# What does it mean to learn?


## Intuitively

### Generalization

Take for example a student which has to answer some questions on a test. Generalizing means that, if he saw some specific questions with the associated (corrected) answers, he is able to treat correctly new, unseen (related) questions.

But what does this mean in terms of Machine Learning?

### Induction

Take a recommender system. This system has to predict how much (on a scale) a student likes a course. The induction framework does this:
1. It looks at previous years' **examples** (course student pairs) taken from the so called **training set** and **induces** a function f that will map new examples to a **predicted** rating
2. It **evaluates** the induced function against the **test set**

## Formalizing

- The sample set is X $ \rightarrow $ we extract every sample x from this set
- The evaluation/objective function is f $ \rightarrow $ goal to reach, constructed over known data
- The learned function is $ \hat f $ $ \rightarrow $ has to emulate the unknown function as best as possible
- The loss function is $ l(f,\hat f) $ $ \rightarrow $ quantifies the error 
- The dataset D $ \rightarrow $ is extracted from data distribution *D*
- The expected error $ \epsilon = \sum [D(x,f(x))*l(f(x),\hat f(x))] $ $ \rightarrow $ expected value of l over distribution *D*

![induction framework](images/b9b18ab2b16b29486abb53e8c5258f47be06603bd42e1794851a237e531a5efe.png)
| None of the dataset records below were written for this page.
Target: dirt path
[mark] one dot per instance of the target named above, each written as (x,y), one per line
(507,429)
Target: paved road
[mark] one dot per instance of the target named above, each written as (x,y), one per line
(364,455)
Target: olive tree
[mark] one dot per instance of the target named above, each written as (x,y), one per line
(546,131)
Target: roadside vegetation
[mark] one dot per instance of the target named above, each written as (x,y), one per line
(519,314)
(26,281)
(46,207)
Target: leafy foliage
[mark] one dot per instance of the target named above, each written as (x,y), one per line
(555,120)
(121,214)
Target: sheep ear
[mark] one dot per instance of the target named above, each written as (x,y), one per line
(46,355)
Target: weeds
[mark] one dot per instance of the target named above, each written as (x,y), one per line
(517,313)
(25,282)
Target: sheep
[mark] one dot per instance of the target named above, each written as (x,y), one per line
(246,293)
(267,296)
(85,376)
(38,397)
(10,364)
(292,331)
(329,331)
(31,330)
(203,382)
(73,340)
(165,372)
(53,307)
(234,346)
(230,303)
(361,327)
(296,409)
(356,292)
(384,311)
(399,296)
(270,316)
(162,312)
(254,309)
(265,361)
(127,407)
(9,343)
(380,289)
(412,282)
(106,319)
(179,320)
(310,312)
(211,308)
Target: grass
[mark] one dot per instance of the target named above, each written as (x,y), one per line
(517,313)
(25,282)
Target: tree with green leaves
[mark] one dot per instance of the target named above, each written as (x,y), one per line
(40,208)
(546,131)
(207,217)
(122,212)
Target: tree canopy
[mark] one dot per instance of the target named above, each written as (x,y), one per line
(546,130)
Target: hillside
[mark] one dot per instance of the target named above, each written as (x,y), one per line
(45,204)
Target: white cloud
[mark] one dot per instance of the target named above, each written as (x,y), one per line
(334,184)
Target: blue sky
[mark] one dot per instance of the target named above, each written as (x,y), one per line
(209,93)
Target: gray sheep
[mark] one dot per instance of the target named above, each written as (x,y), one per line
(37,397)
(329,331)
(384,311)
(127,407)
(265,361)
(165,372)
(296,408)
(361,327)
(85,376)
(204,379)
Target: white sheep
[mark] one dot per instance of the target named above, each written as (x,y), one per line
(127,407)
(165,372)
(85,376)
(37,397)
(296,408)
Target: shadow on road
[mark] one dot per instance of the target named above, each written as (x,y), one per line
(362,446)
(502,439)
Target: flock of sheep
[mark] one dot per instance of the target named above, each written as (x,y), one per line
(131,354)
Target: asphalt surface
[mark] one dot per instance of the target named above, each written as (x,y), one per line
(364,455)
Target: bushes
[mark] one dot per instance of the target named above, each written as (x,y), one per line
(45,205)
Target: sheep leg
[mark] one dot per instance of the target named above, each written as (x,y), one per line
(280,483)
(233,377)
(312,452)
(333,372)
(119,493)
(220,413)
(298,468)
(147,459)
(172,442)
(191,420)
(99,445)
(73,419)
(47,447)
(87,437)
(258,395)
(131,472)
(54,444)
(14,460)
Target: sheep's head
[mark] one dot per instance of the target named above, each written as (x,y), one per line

Step 1 is contained in the red box, aka the learning algorithm. It is executed as a cycle on all the training samples. In the figure below we zoom in. After having trained $ \hat f(x) $, we test it, hoping that $ \hat f(x) \approx f(x) \space \forall x \in X / D $. For that reason, the test set can never be taken from the training set. It is fundamental to avoid overfitting

![Learning algorithm](images/05b31c1af1208989ecae2cc06d88a187151eaa00f02caef5dc16af2b94e15b5b.png)


### In one sentence
Machine learning is the process of computing a function that has as input samples from and unknown distribution and as output a value with low expected error (over that distirbution) wrt a loss function.

# Limits of learning

- Inductive bias
- Noise
- Overfitting and underfitting
- No one gives us the data distribution *D*, but only a sampling of it. If we would have *D*, it would suffice to output for each sample input, the sample output for which the probability of them being coupled is maximised (Bayes optimal)
  - This means also we can only approximate the true error with the sampling error **FORMULA TODO**

# Categories of models

We usually differentiate every induction framework for three aspects
   1. How we represent the function (hypothesis space)
   2. How we evaluate the function (objective function)
   3. How we optimize the function (loss function)
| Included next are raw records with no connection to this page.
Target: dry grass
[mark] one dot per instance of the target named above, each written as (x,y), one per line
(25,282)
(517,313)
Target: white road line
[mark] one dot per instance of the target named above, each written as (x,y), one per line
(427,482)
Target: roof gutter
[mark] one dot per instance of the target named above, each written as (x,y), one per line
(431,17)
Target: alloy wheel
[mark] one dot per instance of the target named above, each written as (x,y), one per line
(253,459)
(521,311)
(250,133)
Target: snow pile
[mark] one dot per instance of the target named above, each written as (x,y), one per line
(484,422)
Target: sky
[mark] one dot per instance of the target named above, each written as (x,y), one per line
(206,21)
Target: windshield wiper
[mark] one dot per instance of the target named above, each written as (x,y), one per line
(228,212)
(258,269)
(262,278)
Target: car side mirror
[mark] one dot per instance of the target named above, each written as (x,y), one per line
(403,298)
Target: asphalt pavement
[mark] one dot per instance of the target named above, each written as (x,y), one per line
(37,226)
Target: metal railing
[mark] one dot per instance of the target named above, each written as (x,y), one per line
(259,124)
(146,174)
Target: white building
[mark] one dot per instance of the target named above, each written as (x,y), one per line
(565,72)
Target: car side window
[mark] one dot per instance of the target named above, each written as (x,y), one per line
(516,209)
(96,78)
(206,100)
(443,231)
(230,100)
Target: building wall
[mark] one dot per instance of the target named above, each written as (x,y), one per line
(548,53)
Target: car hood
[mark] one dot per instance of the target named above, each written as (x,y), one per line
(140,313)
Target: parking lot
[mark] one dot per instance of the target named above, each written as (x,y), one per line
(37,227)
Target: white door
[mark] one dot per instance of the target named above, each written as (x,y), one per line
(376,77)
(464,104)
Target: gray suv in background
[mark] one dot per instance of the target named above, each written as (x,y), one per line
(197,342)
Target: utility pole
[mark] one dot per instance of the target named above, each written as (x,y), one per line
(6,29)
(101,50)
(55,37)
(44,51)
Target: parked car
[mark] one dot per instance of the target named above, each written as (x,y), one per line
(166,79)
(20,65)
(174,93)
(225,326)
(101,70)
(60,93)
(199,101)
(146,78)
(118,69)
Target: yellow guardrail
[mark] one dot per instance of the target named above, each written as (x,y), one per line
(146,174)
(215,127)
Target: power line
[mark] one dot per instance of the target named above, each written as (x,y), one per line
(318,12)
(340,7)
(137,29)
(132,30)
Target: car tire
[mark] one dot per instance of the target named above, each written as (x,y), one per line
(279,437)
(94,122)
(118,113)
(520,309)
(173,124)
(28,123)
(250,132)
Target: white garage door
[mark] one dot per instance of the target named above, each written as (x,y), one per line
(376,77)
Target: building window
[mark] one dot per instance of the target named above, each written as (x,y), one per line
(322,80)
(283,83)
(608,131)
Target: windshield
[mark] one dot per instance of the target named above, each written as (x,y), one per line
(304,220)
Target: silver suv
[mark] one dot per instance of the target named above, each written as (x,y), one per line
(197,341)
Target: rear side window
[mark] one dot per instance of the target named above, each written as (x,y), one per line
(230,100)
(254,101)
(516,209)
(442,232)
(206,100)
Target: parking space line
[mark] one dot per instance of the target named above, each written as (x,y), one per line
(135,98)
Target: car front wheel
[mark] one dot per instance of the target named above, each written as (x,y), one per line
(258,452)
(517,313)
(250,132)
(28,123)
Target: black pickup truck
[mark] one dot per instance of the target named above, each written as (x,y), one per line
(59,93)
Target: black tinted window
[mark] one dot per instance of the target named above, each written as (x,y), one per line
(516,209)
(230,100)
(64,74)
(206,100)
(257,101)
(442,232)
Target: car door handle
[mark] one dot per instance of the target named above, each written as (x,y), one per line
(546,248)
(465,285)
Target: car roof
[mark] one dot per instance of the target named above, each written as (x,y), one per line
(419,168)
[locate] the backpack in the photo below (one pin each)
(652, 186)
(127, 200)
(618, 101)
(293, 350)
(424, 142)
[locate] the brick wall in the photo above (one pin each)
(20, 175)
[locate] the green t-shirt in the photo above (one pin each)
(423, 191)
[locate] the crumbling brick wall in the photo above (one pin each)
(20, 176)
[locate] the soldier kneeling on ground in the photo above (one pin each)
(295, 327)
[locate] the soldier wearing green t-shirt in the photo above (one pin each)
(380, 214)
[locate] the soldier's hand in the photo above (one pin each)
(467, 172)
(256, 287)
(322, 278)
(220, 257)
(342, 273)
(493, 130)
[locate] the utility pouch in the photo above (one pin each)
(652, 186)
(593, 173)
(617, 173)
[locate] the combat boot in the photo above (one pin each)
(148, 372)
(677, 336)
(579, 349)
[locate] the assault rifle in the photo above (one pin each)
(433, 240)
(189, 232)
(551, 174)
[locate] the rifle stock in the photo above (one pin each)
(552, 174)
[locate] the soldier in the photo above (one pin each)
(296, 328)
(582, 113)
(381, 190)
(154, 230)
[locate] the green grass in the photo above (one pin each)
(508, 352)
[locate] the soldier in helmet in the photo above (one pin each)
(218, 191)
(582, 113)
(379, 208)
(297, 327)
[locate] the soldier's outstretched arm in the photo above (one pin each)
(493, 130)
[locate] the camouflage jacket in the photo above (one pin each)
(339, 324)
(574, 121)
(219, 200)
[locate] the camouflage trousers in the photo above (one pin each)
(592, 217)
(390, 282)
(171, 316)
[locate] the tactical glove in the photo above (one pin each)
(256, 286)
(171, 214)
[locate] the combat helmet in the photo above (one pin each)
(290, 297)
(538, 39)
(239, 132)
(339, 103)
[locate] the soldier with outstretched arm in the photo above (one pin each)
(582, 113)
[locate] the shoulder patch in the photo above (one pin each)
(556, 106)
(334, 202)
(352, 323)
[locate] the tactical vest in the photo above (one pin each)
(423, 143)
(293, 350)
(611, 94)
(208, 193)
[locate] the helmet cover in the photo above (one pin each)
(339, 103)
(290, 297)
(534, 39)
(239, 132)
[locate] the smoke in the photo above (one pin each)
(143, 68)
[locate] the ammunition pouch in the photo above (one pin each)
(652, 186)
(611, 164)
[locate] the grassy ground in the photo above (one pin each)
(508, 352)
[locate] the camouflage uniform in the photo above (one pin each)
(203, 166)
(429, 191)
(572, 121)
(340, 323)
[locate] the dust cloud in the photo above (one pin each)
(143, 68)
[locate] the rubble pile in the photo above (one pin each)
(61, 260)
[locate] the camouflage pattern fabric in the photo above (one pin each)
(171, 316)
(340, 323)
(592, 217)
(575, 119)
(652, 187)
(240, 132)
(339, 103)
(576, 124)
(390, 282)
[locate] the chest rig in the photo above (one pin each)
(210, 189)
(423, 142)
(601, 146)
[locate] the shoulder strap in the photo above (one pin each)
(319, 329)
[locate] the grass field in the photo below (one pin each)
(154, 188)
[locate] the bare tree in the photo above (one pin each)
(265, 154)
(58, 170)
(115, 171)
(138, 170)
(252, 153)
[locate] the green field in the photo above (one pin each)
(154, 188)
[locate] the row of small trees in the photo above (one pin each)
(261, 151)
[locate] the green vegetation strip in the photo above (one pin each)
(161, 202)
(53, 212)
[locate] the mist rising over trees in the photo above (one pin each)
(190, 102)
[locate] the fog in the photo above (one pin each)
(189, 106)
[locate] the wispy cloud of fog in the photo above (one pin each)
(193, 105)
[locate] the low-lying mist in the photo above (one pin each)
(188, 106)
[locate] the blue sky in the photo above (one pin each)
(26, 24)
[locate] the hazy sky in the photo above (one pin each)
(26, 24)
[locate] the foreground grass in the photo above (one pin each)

We can distinguish between two big categories of machine learning models 
- Parametric models, that have a fixed number of parameters. With this approach, the learning algorithm has as output of the optimization process the optimal parameters $ \omega ^* $, with which we then predict on test samples. After that, training data is not used anymore.
- Non parametric models, whose number of parameters can grow with the dimension |D| of the input data. With this approach the trained model makes predictions still using the available data.